The class of 2013 will also work well into their 60s, if not beyond. On January 1st the transition pension will be abolished, meaning there will be no bridging pension between the age of 65 and the State pension, at 66. In 2121 the pension age will be moved from 66 to 67, and in 2028 to 68.

Timmins says the future of ageing and care will be in the hands of these school-leavers. “Eighteen-year-olds have huge opportunities to shape the agenda, from a work point of view, from a research point of view, challenges in caring, and the question of whether their parents and grandparents will need that care.”

Personal and societal changes
John Buckley of says young people are getting to their transition points in life – leaving school, entering third level, getting a first job, for example – but those transition points are lasting longer. “Now there’s a much longer gap for a young person in those transition zones, which means they’re spending longer in limbo, asking themselves questions about their lives.”

But he says today’s 18-year-olds seem hopeful, excited and optimistic despite the prospect of unemployment.

Over the next three years the opportunity for young people to engage with politics will increase, because of the number of upcoming polls: local elections, European elections, referendums and a general election.

“Democracy and how we’re engaged with shaping our country’s future is something interesting,” Buckley says. “There’s potential for a hell of a lot of referendums on social issues, such as marriage equality and reducing the voting age.

“We’re going to be asked to vote a lot, so will they be as involved in democracy? Will we see more young people turning out or more apathy? Are we going to give young people the franchise when they go away? Will they have a say in how the country they’re part of will be shaped and developed?”

Increased access to pornography is another issue for this generation. “The David Cameron proposal in Britain around filtering – it will be interesting to see how that will play out,” says Buckley. “I know Ruairí Quinn has started moves to discuss that with internet service providers, so how that develops and how we talk about sex and share information about sex will be an interesting factor.”

And there’s also the emotional impact of technology, Buckley says. “In the physical world, we display a lot of empathy. We don’t see that as much online. That is a challenge.”

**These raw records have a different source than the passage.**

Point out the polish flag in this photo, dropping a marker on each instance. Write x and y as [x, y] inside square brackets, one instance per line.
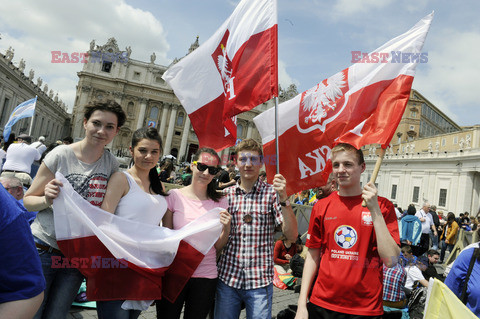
[232, 72]
[360, 105]
[127, 260]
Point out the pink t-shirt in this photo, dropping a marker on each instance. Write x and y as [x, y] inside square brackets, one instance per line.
[186, 210]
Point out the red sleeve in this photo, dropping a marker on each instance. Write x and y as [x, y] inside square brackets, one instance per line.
[390, 217]
[279, 254]
[314, 227]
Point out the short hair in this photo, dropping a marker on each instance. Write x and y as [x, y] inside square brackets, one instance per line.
[249, 145]
[345, 147]
[107, 106]
[432, 252]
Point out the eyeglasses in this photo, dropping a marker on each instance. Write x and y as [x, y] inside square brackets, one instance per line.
[212, 170]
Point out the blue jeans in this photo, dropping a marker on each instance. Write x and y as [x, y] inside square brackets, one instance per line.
[62, 288]
[228, 302]
[113, 309]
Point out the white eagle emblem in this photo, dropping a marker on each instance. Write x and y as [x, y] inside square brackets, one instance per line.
[318, 105]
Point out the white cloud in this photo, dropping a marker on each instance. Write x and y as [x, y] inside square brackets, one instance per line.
[54, 25]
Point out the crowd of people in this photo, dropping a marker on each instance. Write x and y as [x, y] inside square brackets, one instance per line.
[362, 254]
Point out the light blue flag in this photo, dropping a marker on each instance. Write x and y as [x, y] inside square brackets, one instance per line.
[23, 110]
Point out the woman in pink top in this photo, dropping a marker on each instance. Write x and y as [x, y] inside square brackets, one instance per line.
[185, 205]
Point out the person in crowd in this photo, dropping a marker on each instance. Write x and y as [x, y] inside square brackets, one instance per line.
[67, 140]
[167, 172]
[457, 278]
[411, 229]
[21, 279]
[87, 166]
[246, 265]
[19, 160]
[431, 272]
[353, 243]
[449, 235]
[283, 252]
[14, 186]
[427, 227]
[224, 179]
[393, 293]
[136, 194]
[185, 205]
[414, 273]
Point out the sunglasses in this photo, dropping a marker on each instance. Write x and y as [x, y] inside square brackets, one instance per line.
[212, 170]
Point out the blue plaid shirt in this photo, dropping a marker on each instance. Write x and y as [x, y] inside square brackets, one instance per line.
[393, 282]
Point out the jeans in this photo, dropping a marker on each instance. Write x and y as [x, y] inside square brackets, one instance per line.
[61, 289]
[434, 240]
[198, 296]
[228, 302]
[444, 246]
[113, 309]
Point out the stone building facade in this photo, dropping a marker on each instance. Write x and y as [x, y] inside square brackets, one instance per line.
[51, 118]
[146, 98]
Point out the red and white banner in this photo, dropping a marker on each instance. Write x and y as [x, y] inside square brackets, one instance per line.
[232, 72]
[360, 105]
[123, 259]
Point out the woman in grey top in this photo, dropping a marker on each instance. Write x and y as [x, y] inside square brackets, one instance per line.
[87, 166]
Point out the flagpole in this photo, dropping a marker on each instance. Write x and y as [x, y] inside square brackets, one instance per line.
[33, 116]
[277, 153]
[376, 170]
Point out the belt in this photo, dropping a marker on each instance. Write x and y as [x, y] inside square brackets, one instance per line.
[48, 248]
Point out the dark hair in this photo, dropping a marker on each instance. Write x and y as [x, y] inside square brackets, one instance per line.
[344, 147]
[212, 192]
[107, 106]
[150, 133]
[411, 210]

Life expectancy and health
Year on year we’re living three months longer. That means a child born this time next year will live three months longer than someone born today. According to Prof Rose Anne Kenny, head of the ageing research programme at Trinity College Dublin and St James’s Hospital, today’s 18-year-olds will have an average life expectancy of between 86 and 90.

“Some of them will live well beyond 100, 110, 115, 120,” Kenny says, “If you think about that, it may be that when they’re 70 or 75 they’re looking after their mother and father as well as their children, as well as their grandchildren, and possibly great-grandchildren – that sort of multilayered sandwich. Now we mostly see the middle of the sandwich: the parent and the children. But in their lifespan that sandwich will become a McDonald’s: multilayered.”

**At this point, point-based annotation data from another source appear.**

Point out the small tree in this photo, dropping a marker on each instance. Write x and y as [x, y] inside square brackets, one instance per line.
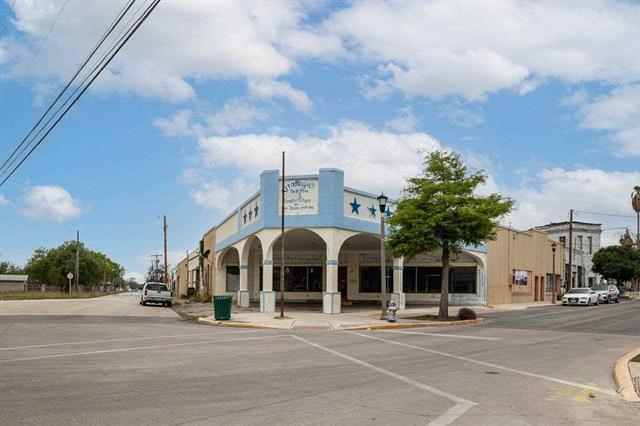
[440, 211]
[617, 262]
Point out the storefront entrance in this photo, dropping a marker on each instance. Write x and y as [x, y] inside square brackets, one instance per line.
[343, 284]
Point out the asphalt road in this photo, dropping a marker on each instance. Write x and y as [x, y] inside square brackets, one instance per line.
[543, 366]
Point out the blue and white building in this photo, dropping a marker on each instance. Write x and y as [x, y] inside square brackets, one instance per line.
[332, 250]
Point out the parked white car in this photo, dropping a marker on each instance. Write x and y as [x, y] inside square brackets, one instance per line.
[607, 293]
[580, 296]
[156, 293]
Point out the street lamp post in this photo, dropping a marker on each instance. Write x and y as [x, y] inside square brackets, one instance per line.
[382, 203]
[70, 277]
[553, 273]
[635, 203]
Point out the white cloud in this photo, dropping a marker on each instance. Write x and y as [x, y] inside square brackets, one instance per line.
[235, 115]
[222, 197]
[404, 122]
[577, 98]
[267, 89]
[552, 193]
[460, 116]
[439, 48]
[372, 160]
[50, 203]
[178, 125]
[227, 40]
[428, 49]
[619, 113]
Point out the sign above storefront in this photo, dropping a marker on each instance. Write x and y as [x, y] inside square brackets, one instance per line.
[300, 197]
[250, 212]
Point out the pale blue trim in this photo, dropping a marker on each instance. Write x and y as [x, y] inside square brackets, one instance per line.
[367, 194]
[330, 208]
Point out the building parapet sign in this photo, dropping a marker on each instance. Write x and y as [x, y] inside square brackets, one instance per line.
[300, 197]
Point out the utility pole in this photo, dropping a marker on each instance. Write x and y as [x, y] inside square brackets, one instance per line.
[383, 268]
[282, 245]
[570, 283]
[166, 268]
[155, 262]
[77, 260]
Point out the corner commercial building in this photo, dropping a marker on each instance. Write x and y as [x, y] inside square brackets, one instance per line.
[586, 242]
[333, 253]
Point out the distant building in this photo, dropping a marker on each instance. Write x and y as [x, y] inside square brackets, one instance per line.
[13, 282]
[586, 241]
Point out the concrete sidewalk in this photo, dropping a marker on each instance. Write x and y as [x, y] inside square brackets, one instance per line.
[300, 317]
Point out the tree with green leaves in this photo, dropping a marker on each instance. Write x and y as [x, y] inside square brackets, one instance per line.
[440, 211]
[10, 268]
[51, 266]
[620, 263]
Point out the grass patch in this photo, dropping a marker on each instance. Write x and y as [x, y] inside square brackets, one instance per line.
[38, 295]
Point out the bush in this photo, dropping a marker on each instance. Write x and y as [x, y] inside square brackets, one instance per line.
[466, 313]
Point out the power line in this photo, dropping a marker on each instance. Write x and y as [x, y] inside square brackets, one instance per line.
[113, 25]
[122, 42]
[53, 24]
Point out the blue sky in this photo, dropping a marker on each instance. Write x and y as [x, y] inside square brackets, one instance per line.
[544, 96]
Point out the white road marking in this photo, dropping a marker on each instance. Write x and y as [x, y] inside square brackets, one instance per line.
[137, 348]
[455, 336]
[500, 367]
[449, 416]
[123, 340]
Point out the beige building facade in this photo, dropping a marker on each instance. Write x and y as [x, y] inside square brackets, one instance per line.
[521, 266]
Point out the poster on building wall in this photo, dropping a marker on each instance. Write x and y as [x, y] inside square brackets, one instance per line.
[520, 277]
[300, 197]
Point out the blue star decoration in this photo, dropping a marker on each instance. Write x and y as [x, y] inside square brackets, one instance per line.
[355, 206]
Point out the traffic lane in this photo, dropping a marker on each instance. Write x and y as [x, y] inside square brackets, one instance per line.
[123, 304]
[503, 393]
[244, 381]
[581, 357]
[575, 318]
[38, 330]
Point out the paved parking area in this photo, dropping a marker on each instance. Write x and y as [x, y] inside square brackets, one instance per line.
[168, 371]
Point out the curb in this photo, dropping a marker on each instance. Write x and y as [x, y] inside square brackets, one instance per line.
[207, 321]
[414, 325]
[622, 377]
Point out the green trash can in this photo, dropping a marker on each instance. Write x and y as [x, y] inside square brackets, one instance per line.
[222, 307]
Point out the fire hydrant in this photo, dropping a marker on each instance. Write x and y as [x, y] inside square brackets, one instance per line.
[391, 311]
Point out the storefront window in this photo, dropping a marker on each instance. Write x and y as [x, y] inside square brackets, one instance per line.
[302, 279]
[409, 279]
[233, 278]
[462, 280]
[370, 279]
[419, 279]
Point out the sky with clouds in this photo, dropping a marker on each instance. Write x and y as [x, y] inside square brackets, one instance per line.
[544, 96]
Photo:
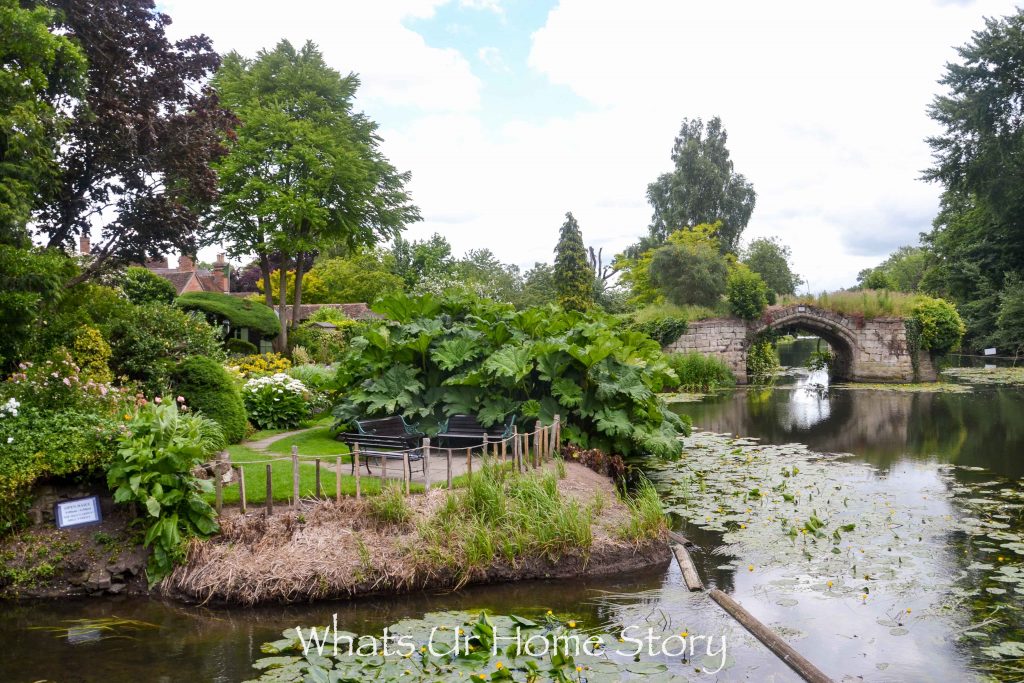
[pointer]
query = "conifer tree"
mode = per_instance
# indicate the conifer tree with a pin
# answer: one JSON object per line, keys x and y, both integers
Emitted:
{"x": 573, "y": 276}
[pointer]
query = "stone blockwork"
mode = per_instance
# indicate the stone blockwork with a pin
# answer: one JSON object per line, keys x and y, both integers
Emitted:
{"x": 864, "y": 350}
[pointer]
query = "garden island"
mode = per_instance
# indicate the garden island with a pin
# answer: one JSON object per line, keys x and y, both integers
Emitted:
{"x": 257, "y": 424}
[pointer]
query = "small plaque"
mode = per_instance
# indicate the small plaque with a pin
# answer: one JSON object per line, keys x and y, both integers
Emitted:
{"x": 78, "y": 512}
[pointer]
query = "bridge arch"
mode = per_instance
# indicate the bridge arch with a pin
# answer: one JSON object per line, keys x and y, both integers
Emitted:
{"x": 864, "y": 350}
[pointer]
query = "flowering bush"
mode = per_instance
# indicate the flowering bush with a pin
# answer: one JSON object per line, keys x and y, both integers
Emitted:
{"x": 260, "y": 365}
{"x": 276, "y": 401}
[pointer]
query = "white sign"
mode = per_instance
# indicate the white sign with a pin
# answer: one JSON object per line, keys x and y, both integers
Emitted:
{"x": 78, "y": 512}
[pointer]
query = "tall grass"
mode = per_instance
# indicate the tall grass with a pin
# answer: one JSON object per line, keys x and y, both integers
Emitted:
{"x": 701, "y": 373}
{"x": 501, "y": 513}
{"x": 865, "y": 303}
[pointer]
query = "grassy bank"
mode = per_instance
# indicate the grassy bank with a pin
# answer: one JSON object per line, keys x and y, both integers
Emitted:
{"x": 561, "y": 521}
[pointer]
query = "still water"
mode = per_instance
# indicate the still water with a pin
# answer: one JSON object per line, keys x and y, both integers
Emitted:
{"x": 920, "y": 453}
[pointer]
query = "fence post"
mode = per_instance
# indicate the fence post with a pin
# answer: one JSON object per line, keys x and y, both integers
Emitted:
{"x": 242, "y": 488}
{"x": 269, "y": 489}
{"x": 426, "y": 465}
{"x": 295, "y": 477}
{"x": 356, "y": 468}
{"x": 450, "y": 468}
{"x": 404, "y": 470}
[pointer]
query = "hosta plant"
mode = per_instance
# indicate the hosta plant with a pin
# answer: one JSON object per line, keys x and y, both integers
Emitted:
{"x": 276, "y": 401}
{"x": 153, "y": 470}
{"x": 433, "y": 357}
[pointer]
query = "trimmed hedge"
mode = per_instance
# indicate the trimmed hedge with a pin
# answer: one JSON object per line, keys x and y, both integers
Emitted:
{"x": 241, "y": 312}
{"x": 208, "y": 388}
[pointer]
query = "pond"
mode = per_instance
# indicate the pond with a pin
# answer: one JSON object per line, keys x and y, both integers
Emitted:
{"x": 879, "y": 531}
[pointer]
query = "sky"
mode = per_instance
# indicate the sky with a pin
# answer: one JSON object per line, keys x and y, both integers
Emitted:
{"x": 511, "y": 113}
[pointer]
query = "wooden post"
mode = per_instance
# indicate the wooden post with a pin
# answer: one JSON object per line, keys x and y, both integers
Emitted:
{"x": 450, "y": 468}
{"x": 269, "y": 489}
{"x": 355, "y": 463}
{"x": 242, "y": 488}
{"x": 404, "y": 470}
{"x": 295, "y": 477}
{"x": 426, "y": 465}
{"x": 218, "y": 484}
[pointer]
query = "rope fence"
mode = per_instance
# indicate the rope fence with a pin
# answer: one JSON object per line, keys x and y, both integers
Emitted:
{"x": 524, "y": 451}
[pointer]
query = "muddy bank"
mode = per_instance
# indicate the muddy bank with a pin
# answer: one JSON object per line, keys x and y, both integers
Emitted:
{"x": 328, "y": 550}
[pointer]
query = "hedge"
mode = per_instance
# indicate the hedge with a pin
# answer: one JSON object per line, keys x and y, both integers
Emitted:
{"x": 241, "y": 312}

Young people who received their Leaving Cert results this week are already at a health advantage over those who didn’t complete second-level education. Students who go on to third-level education will have another advantage.

“The people who continue to be educated throughout their lives will live longer, will have healthier lives, will be less likely to get Alzheimer’s disease, less likely to get cancer, and less likely to get heart disease or stroke.”

Kenny also outlines holistic steps that this generation can take to confront potential health issues. “The other elements that are also important are to have good friendships and good social relationships. Keeping the friends they’ve got and developing new friends lifelong also reduces the risk factors of getting Alzheimer’s, depression and cancer.

“The reason is that loneliness, or poor social relationships, or those who are less stimulated, are more likely to have inflation in their system. That’s a cause of dementia and cancer and heart disease and stroke.

“Things like good friendships, fun, good education and stimulation of the brain and body are really good patterns to get into now.”